En mi anterior escrito(5) abordé la temática del padre tal y como nos la legó Freud. Para él la función paterna era esencial en la estructuración del aparato psíquico y en su devenir. Ya desde sus preanalíticos «Estudios sobre la histeria»(6), escritos en colaboración con Joseph Breuer, Freud otorgó un lugar preponderante al padre dentro de la constelación simbólica subjetiva de sus pacientes (ya sea el padre tierno, alegre y bondadoso, aunque enfermo, en el «caso de Elisabeth von R.», ya sea el padre gozador y perverso en el «caso Katharina»). Una vez que adoptó en su quehacer profesional la técnica psicoanalítica, que él había creado, y en todos los casos clínicos que nos dejó escritos, el personaje del padre va a ocupar un lugar de privilegio, ya sea tanto por sus efectos benéficos sobre el psiquismo del hijo (regulación pulsional, sublimación, conquista de la identidad, normativización psicosexual, espiritualización) como por sus indeseables secuelas patógenas (neurosis obsesiva, histeria, fobias, perversiones, psicosis).
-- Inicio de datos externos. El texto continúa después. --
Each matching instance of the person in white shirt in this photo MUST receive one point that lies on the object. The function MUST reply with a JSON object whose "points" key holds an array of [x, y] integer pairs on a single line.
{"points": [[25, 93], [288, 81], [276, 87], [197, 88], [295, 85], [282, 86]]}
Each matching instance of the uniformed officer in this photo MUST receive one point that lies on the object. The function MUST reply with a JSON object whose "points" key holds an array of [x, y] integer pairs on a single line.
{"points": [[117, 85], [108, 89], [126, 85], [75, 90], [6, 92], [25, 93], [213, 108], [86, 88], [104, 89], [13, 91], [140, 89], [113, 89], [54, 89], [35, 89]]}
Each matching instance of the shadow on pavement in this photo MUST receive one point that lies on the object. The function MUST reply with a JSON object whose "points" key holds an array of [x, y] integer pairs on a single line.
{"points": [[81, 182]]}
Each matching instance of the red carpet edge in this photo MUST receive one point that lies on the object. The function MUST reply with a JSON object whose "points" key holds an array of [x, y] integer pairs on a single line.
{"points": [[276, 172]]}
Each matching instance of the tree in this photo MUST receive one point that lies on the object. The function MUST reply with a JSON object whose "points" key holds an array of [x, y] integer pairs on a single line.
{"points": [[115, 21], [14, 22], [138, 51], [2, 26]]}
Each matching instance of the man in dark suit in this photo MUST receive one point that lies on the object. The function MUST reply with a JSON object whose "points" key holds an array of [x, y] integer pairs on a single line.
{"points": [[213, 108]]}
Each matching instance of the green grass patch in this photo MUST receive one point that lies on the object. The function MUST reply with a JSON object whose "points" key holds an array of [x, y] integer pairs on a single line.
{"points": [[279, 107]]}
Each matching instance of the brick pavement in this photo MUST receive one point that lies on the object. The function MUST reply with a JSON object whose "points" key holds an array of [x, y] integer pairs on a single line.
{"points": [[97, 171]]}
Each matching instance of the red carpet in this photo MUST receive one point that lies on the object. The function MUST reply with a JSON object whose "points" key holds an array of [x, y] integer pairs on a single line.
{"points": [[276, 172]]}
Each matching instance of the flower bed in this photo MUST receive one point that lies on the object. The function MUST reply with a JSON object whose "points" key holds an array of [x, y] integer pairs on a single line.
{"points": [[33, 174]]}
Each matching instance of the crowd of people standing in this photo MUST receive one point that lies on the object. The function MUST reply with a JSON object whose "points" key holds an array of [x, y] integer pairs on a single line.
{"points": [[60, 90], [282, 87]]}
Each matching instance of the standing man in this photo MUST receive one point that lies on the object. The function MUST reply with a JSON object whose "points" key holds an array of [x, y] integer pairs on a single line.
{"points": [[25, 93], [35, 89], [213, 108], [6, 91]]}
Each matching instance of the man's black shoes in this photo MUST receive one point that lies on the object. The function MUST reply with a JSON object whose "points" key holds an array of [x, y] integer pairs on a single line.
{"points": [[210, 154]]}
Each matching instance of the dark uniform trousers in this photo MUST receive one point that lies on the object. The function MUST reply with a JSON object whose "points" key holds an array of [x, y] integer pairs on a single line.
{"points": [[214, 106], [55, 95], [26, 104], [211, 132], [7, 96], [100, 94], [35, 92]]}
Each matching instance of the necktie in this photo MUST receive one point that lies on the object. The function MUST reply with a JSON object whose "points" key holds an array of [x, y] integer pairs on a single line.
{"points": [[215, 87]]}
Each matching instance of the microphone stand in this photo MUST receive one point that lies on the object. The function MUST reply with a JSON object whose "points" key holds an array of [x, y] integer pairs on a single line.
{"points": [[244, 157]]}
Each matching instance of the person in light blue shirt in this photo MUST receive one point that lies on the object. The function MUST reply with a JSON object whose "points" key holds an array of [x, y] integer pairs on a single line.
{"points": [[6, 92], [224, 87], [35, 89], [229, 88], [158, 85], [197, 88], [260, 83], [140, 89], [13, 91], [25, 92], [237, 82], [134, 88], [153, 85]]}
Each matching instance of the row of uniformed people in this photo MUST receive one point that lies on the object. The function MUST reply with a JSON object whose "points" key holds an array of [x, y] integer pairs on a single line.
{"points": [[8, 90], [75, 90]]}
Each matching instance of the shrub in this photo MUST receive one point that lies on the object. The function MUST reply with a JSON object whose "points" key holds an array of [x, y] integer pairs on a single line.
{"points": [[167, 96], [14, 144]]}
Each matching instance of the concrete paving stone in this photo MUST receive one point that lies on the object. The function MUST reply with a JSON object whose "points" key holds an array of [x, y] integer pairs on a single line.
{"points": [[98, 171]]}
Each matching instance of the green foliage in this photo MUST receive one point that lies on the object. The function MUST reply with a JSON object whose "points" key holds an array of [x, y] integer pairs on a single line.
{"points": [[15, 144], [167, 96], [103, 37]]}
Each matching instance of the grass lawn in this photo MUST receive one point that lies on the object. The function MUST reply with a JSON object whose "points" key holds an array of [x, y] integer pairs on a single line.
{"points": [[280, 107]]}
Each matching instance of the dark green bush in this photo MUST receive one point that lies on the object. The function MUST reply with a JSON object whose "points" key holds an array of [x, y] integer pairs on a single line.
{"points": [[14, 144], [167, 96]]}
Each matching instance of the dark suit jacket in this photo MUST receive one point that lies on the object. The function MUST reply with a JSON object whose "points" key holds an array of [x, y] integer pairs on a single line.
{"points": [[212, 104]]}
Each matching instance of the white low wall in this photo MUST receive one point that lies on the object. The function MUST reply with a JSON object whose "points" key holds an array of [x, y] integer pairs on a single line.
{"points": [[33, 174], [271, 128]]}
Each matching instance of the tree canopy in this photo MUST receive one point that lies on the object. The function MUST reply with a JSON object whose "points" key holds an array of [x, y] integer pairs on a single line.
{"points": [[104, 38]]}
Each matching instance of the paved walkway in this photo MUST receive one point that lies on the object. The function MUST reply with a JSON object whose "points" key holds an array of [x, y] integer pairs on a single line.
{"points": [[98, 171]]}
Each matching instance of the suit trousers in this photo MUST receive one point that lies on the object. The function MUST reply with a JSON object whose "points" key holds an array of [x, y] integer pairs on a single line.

Con su elaboración sobre el mito del rey de Tebas, Edipo, nos introduce Freud en la tragedia de ese desdichado hijo que huyendo de su funesto destino, augurado ya por el oráculo en Delfos a su padre antes de su llegada al mundo y repetido a él mismo cuando decide consultarlo, abandona a Pólibo y Mérope (sus padres adoptivos) y precisamente va a cometer la ignominia de la que huía horrorizado: mata a Layo y se desposa con su viuda, Yocasta. Ellos eran sus verdaderos padres, aquéllos que le abandonaron al nacer, pero Edipo no lo sabía, era inconsciente de ello. Este complejo conjunto de deseos amorosos y parricidas, esta inaugural tragedia psíquica, donde el hijo ama al padre pero desea suprimirlo para poseer a la madre, el complejo de Edipo, va a ser para Freud «el complejo nuclear de las neurosis». Sin embargo —nos dirá en su texto Tótem y tabú—(7), este deseo parricida que aparece en la ontogenia, no es sino un eco, una particular repetición filogenética, heredada de generaciones en generaciones, de un horrendo crimen cometido en tiempos arcaicos en el seno de la, por entonces, naciente Humanidad: el asesinato y posterior devoración del Protopadre (Urvater), del padre temible de la «horda primitiva», a manos de sus hijos conjurados. Este asesinato, esta muerte del padre prehistórico, conecta de un modo ineluctable con el origen de la Ley primordial y universal: la ley de interdicción del incesto, ley que regulará los intercambios sociales humanos y que introducirá en la naturaleza animal de aquellos míticos antepasados una prohibición cultural vinculada al lenguaje, a la palabra, que prohíbe y amenaza con el castigo. Aquel padre muerto tomó de esta manera un lugar en el orden simbólico, en la subjetividad, de su filia parricida, y se erigió como legislador y mediador de la concordia y unión entre ellos. Sus descendientes terminaron por elevarlo, con el transcurrir del tiempo, a la categoría de Tótem y posteriormente a la de Dios.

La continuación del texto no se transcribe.